I doubt it will sell though, as it's 95% cabbage.
What do you call it when a lizard can’t get a boner?
Ereptile Dysfunction!
I accidentally bumped into a midget yesterday.
Me: "Are you ok sir?"
Midget: "Well, I'm not happy."
Me: "Well, which one are ya?"
My stepmom kicked me out of the house because I was raped and got pregnant. I kicked her to death because she had sex and gave birth to my rapist stepbrother.
Yo momma's so stupid, she took a shower for 20 minutes after she heard a DIRTY JOKE!
You can easily outrun a midget because they have to run twice as much as you do.
What has fingernails and legs made of grass? You, I lied about the grass.
Why do people keep saying, "Why did the toilet paper not cross?" Because it got stuck in the crack, because it got stuck in their crack.
What do you call a Mexican that dives into a pool? Bean dip.

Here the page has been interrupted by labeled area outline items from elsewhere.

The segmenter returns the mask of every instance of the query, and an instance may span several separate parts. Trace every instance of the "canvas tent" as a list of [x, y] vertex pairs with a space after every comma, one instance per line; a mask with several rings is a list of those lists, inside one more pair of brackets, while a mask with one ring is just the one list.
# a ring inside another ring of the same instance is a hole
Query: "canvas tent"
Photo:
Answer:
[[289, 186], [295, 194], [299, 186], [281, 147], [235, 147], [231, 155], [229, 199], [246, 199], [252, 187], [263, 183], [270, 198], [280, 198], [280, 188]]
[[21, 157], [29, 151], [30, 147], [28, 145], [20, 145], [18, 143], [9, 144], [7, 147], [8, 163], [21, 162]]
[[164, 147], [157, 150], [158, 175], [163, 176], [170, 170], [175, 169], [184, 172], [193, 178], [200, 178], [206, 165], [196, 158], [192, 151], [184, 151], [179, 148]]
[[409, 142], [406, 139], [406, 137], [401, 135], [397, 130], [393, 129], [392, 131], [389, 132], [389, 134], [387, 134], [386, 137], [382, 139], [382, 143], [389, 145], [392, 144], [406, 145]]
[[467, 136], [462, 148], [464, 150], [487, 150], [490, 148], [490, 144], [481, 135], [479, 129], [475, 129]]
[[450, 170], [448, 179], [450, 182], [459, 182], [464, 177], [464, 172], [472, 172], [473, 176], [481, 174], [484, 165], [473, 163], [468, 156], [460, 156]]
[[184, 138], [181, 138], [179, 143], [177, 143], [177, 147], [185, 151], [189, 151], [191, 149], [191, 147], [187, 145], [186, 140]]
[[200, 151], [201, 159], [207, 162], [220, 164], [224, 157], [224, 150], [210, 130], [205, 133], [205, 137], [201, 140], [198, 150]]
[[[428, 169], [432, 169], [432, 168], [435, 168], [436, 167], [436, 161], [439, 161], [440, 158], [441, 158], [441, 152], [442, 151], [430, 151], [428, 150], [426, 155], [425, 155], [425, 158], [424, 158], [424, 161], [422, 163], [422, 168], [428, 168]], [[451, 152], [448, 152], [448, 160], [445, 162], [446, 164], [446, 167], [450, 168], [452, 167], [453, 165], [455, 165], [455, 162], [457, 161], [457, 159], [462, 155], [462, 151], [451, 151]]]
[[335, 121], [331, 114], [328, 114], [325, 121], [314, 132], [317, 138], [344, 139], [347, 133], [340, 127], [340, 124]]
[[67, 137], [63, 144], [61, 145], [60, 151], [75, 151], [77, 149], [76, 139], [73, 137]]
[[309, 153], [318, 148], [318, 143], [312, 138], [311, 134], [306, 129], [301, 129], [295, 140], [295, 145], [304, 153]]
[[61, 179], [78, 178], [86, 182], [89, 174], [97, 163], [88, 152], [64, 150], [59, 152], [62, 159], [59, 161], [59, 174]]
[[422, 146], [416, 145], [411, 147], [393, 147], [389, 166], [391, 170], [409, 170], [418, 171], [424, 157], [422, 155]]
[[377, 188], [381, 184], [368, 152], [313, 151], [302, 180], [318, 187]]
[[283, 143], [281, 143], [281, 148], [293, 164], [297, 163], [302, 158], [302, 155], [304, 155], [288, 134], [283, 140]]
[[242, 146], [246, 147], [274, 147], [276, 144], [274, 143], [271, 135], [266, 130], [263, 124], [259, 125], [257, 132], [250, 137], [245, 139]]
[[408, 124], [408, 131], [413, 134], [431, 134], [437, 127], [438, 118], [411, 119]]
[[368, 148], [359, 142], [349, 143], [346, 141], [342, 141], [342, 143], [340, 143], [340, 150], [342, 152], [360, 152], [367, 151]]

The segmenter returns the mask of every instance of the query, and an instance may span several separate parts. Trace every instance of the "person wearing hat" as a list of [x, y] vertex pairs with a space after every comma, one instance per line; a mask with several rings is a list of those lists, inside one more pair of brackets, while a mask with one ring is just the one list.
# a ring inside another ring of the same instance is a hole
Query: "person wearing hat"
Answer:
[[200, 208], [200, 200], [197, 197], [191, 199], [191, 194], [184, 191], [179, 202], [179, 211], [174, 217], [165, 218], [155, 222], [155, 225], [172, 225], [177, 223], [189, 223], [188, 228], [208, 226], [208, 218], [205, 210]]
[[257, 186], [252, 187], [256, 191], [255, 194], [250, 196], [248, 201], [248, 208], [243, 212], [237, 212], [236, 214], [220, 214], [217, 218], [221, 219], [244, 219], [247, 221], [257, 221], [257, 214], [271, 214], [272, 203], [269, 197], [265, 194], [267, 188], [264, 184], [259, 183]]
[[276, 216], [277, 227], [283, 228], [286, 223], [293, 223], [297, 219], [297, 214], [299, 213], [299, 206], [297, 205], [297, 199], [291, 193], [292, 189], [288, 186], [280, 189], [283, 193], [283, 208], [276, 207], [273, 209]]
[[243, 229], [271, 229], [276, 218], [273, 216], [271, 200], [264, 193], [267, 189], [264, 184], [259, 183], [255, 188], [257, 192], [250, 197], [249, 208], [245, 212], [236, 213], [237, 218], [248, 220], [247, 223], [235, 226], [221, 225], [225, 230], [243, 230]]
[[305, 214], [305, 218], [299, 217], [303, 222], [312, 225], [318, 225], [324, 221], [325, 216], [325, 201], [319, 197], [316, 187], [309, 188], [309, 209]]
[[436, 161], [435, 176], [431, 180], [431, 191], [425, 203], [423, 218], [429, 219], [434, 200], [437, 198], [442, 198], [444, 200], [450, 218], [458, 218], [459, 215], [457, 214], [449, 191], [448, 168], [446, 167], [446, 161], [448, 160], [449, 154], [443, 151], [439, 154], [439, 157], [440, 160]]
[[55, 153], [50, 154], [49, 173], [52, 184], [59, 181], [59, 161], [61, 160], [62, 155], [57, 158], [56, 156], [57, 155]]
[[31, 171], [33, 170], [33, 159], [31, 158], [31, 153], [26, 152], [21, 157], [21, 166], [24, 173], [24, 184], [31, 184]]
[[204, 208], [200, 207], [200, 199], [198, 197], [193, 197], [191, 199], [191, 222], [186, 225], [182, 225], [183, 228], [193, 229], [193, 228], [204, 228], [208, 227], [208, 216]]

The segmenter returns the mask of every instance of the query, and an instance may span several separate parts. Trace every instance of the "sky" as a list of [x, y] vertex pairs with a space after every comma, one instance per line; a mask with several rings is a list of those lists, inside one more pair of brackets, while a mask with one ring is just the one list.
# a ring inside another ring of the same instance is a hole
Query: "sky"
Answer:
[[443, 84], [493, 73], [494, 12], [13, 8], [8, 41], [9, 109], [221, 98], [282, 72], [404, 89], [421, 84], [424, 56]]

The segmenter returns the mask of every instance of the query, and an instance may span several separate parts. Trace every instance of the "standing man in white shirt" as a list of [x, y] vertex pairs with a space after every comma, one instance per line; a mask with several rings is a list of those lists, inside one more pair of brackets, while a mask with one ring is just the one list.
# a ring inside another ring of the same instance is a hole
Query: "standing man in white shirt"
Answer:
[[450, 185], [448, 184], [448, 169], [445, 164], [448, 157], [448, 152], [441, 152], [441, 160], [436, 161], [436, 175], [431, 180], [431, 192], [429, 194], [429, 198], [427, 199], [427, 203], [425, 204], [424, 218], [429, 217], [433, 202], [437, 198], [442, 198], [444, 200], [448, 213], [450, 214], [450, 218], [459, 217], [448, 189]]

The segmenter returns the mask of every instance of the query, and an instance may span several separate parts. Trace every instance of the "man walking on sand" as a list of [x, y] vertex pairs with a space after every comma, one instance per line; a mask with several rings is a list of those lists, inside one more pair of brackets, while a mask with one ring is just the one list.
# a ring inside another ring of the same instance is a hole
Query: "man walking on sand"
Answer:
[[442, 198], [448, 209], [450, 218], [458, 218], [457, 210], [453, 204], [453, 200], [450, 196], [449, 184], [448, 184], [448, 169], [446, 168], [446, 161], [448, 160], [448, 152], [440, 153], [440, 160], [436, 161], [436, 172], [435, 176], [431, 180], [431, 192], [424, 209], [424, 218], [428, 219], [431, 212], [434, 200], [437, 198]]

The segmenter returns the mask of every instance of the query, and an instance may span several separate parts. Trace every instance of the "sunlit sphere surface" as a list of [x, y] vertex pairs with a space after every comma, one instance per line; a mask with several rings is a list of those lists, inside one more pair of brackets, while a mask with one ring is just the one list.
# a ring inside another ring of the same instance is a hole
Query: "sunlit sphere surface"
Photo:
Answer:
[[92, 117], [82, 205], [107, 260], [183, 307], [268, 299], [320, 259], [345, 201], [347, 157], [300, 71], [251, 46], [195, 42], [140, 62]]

When Chinese babies are born, they should put "MADE FROM CHINA."
What do a "transgender" woman's favorite song and his/her last online order have in common?
~they're both a dick in a box.
What do you call a Mexican midget?
A paragraph, because he's not a full essay.
So I was sitting at a bar, right? That fucking waitress came again, and guess what? She brought the wrong drinks again. So I send her away to get the correct drinks. And she came back again, with the wrong drinks!! Obviously, she was retarded. Anyways that's the story about how I met your mother.
When you see a deer, what do you say?
"Oh deer!"
What's yellow and can't float?
A school bus full of children.
For pedophiles, watching teen porn must be like watching mature porn.
What did the Indian cheese say to the other cheese?
"Tu cheese badi hai mast mast!"
I walked into the school for disabled kids and asked them if they knew how to play "Heads, Shoulders, Knees, and Toes." Turns out they only knew how to play "Heads, Shoulders, Wheels, and Frame."
What was Morgan Freeman called before the Civil War?
Morgan.
Me and my friends were having a party the other day when some bitch came bitching about the noise. Thankfully, she was hot and had a nice ass, so it was enjoyable raping her.
The next day when I woke up, I found her body only half eaten. Her lower body was still intact, so I went for seconds to fuck off the hangover. Then I had breakfast. Her ass tasted good with some ketchup.